|Allows humans to contact SRE about urgent emergencies.|
|Puppet classes||klaxon profile::klaxon|
Klaxon is a simple web application that allows Wikimedia Foundation staff, as well as other trusted contributors, to manually notify SRE about outages and other emergency situations.
It can be accessed at https://klaxon.wikimedia.org/.
SREs and other technical contributors wishing to contribute to Klaxon, see also Klaxon/Administration.
What kinds of emergencies should I use Klaxon for?
- Outages that affect many users, that demand an urgent response from SRE, and which aren't already known to the SRE team.
- The compromise of credentials for shell accounts or accounts with NDA access.
- A security vulnerability that is being actively exploited on WMF-run sites or infrastructure.
What shouldn't I use Klaxon for?
- Issues where automated monitoring has already paged SRE. (This is visible in Klaxon itself.)
- Issues that are not urgent / that can wait for business hours to be handled. (File a Phabricator ticket instead.)
- Contacting someone other than SRE.
Who receives pages submitted to Klaxon?
Klaxon is just a webapp over an API provided by the Splunk On-Call service (previously known as VictorOps). This is the service that the SRE team uses to receive push notifications/SMS/phone calls when automated monitoring notices an issue.

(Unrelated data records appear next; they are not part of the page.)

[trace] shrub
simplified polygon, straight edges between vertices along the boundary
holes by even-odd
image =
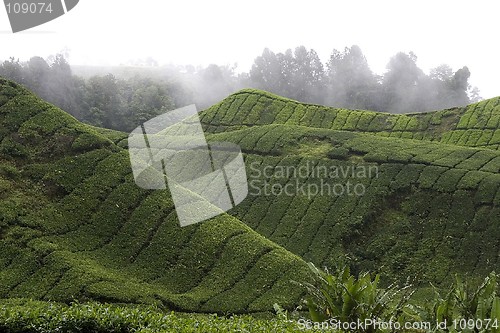
[[[324,108],[321,108],[321,107],[315,107],[312,112],[314,112],[314,115],[311,119],[310,126],[311,127],[323,127],[322,123],[323,123],[323,120],[324,120],[326,113],[328,111],[326,111]]]
[[[456,167],[459,169],[478,170],[497,156],[498,153],[495,151],[478,150],[474,155],[462,161]]]
[[[337,112],[337,117],[335,117],[335,120],[333,122],[332,128],[333,129],[342,129],[344,127],[350,113],[351,113],[350,110],[339,109]]]
[[[76,151],[87,151],[110,145],[109,139],[97,133],[82,133],[73,141],[71,148]]]
[[[325,116],[321,122],[321,127],[333,128],[333,124],[334,124],[335,117],[336,117],[337,113],[330,108],[322,108],[321,110],[325,114]]]
[[[360,117],[361,117],[360,112],[352,111],[351,113],[349,113],[349,116],[347,117],[346,122],[342,127],[342,130],[345,131],[356,130],[357,129],[356,125],[358,124]]]
[[[317,106],[309,105],[306,107],[304,116],[300,119],[300,126],[311,126],[312,119],[318,110]],[[312,127],[312,126],[311,126]]]
[[[303,332],[286,318],[183,314],[158,306],[96,302],[65,305],[24,299],[0,303],[0,331],[8,333]],[[311,330],[308,332],[322,332]]]
[[[261,112],[259,124],[273,124],[278,113],[285,107],[285,103],[282,101],[274,101],[267,97],[261,97],[259,101],[264,104],[264,110]]]
[[[222,124],[231,124],[235,115],[238,112],[240,112],[241,105],[245,102],[247,97],[248,96],[246,94],[236,95],[235,98],[233,99],[233,102],[231,103],[228,111],[226,112],[224,117],[221,118],[220,122]]]
[[[295,103],[287,102],[286,105],[278,112],[274,119],[275,124],[284,124],[290,119],[295,109]]]
[[[493,133],[493,137],[490,140],[490,144],[500,143],[500,130],[496,130]]]
[[[445,296],[434,288],[435,296],[427,307],[425,319],[434,323],[446,322],[446,332],[500,332],[497,279],[492,272],[473,289],[468,281],[455,276]]]
[[[312,283],[299,283],[307,289],[305,303],[311,319],[325,321],[336,319],[340,322],[402,321],[409,304],[412,291],[409,286],[398,288],[390,285],[379,287],[380,276],[361,273],[351,275],[349,268],[337,269],[334,274],[322,271],[309,263],[314,274]],[[356,332],[379,332],[371,326]]]
[[[327,155],[333,160],[345,160],[349,157],[349,150],[342,147],[334,147],[328,152]]]
[[[434,183],[433,188],[441,192],[454,192],[457,184],[466,174],[466,170],[450,169],[441,174],[439,179]]]
[[[410,117],[406,115],[400,115],[397,120],[396,124],[394,125],[394,128],[392,129],[393,131],[404,131],[406,127],[408,126],[408,123],[410,122]]]
[[[400,189],[409,187],[417,183],[424,165],[421,164],[407,164],[403,167],[401,172],[396,176],[394,182],[391,184],[393,189]]]
[[[482,168],[481,171],[486,171],[486,172],[493,172],[493,173],[499,173],[500,172],[500,156],[495,157],[488,163],[486,163]]]
[[[0,153],[12,157],[27,157],[29,155],[26,146],[9,137],[0,143]]]
[[[361,114],[359,122],[357,124],[357,129],[360,131],[367,131],[370,123],[377,114],[375,112],[365,111]]]
[[[300,125],[300,120],[307,112],[306,106],[303,104],[296,104],[290,118],[286,121],[287,125]]]

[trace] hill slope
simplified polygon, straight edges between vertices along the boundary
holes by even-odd
[[[462,108],[395,115],[305,104],[245,89],[207,109],[202,122],[210,132],[284,124],[498,149],[500,97]]]
[[[1,298],[202,312],[298,303],[300,258],[227,214],[180,228],[168,191],[137,187],[127,151],[99,132],[116,134],[0,79]]]
[[[180,228],[168,190],[135,185],[126,133],[0,79],[0,297],[253,312],[298,304],[304,260],[423,283],[498,271],[499,100],[390,115],[233,94],[200,117],[241,146],[250,194]]]
[[[230,212],[238,219],[317,264],[440,283],[453,272],[500,268],[499,101],[390,115],[244,90],[201,118],[210,140],[247,153],[254,186]],[[283,175],[290,166],[306,174]],[[338,174],[370,168],[371,175]],[[362,195],[339,195],[349,183]],[[314,192],[327,184],[337,193]]]

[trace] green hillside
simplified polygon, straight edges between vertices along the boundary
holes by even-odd
[[[271,193],[250,196],[231,212],[308,261],[332,266],[345,257],[359,270],[437,283],[451,272],[483,275],[500,264],[498,151],[283,125],[211,138],[234,140],[248,153],[247,163],[262,169],[378,168],[371,178],[331,179],[362,183],[362,196]],[[260,176],[256,184],[294,181]],[[298,181],[318,183],[314,175]]]
[[[348,262],[439,284],[453,272],[500,267],[499,102],[391,115],[244,90],[201,119],[210,140],[239,144],[247,167],[259,166],[250,175],[261,186],[255,194],[265,192],[263,184],[321,185],[314,174],[273,178],[261,174],[266,169],[378,170],[328,180],[363,184],[362,196],[250,195],[230,213],[252,229],[318,265]]]
[[[499,101],[391,115],[240,91],[200,118],[241,146],[249,196],[180,228],[168,190],[135,185],[126,133],[0,79],[0,298],[249,313],[299,304],[306,261],[422,285],[498,271]]]
[[[470,147],[500,146],[500,97],[463,108],[395,115],[304,104],[245,89],[206,110],[202,121],[210,132],[283,124]]]
[[[305,263],[238,219],[180,228],[126,150],[0,79],[0,298],[255,312],[298,304]]]

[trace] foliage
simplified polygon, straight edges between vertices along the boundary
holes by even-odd
[[[228,65],[158,67],[149,59],[142,66],[72,68],[57,54],[48,59],[34,56],[26,62],[10,58],[0,64],[0,76],[25,85],[81,121],[127,132],[176,107],[196,104],[199,109],[207,108],[243,87],[301,102],[393,113],[464,106],[480,99],[478,89],[468,84],[467,67],[453,72],[442,65],[426,75],[417,67],[413,53],[398,53],[390,59],[387,73],[378,76],[357,45],[343,52],[333,50],[326,63],[315,50],[304,46],[284,53],[264,49],[250,71],[241,74],[236,73],[236,66]],[[0,106],[5,101],[0,97]],[[220,120],[230,121],[231,115],[233,110]],[[357,116],[353,114],[351,120],[366,121]],[[494,116],[484,125],[496,126],[497,119]],[[440,121],[432,119],[432,124]],[[312,122],[317,124],[319,119]],[[351,121],[345,125],[345,129],[354,126]]]
[[[402,322],[411,296],[409,286],[398,288],[391,285],[385,289],[379,286],[380,276],[361,273],[351,275],[348,267],[336,269],[333,274],[322,271],[314,264],[308,264],[314,273],[313,283],[304,283],[308,295],[306,305],[311,319],[325,321],[336,319],[344,323]],[[357,330],[358,331],[358,330]],[[373,326],[359,332],[379,332]]]
[[[168,190],[135,186],[126,133],[84,125],[11,81],[0,79],[0,96],[1,298],[289,311],[303,294],[289,281],[311,274],[304,259],[439,286],[498,265],[500,156],[477,135],[497,131],[498,99],[391,115],[240,91],[200,113],[210,142],[240,145],[247,166],[337,176],[260,174],[306,192],[250,193],[180,228]],[[342,175],[353,168],[373,171]],[[307,193],[325,178],[363,194]]]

Who is allowed to send pages using Klaxon?
- The wmf group, for Wikimedia Foundation staff
- The wmde group, for Wikimedia Deutschland staff
- The nda group, for volunteer contributors who have signed a non-disclosure agreement
- The ops group, people who have root in production
Eventually, it's likely we'd expand this to anyone who has a shell account or MediaWiki/other service deployment access (which often overlaps with one of the above groups, but doesn't always).
Should I ever put confidential data or sensitive information in Klaxon?
If you need to share PII as part of reporting an outage – even if it is just your own IP address – open a WMF-NDA task with the details. If you don't have permission to do that, open a security issue instead.
If you need to urgently report a security issue being actively exploited, open a security issue with the details.
You can then refer to those task numbers within Klaxon.
Klaxon is hosted on Wikimedia infrastructure, and relies upon our SSO service also hosted there – isn't that a problem?
We believe our automated monitoring (which includes externally-hosted meta-monitoring) is more than sufficient to detect issues on the scale of "an entire datacenter went offline" or "lots of critical infrastructure suffered a hard failure".
Klaxon is not intended as a substitute for other kinds of defenses-in-depth; rather, it is intended to allow trusted users to easily escalate urgent issues which fell through the cracks of automated monitoring (which is invariably imperfect).
Klaxon looks not entirely unlike a status page – should it be used for that purpose?
While Klaxon is a quick way to check if SRE has been paged recently, it is not a proper user-facing status page. For user-facing status page, check out Wikimediastatus.net.
For one thing, there's a complicated, not-completely-overlapping relationship between pages, automated alerts, and user-affecting incidents – an incident can exist without any pages ever occurring, and also, vice versa. Moreover, Klaxon displays machine-generated alert summaries, which are often difficult to interpret even for the SRE team themselves. And finally, a true status page would have to be hosted externally, not on WMF networks and infrastructure.
In order to produce a proper user-facing status page, much more work would be needed – not just technical work, but also process work. This is out-of-scope for Klaxon, but future work will hopefully follow soon.
Why do you keep talking about "pages" and "paging"?
The term originates from so-called pager devices (also known as 'beepers'). Unfortunately, like many computing terms, they are also overloaded with multiple meanings.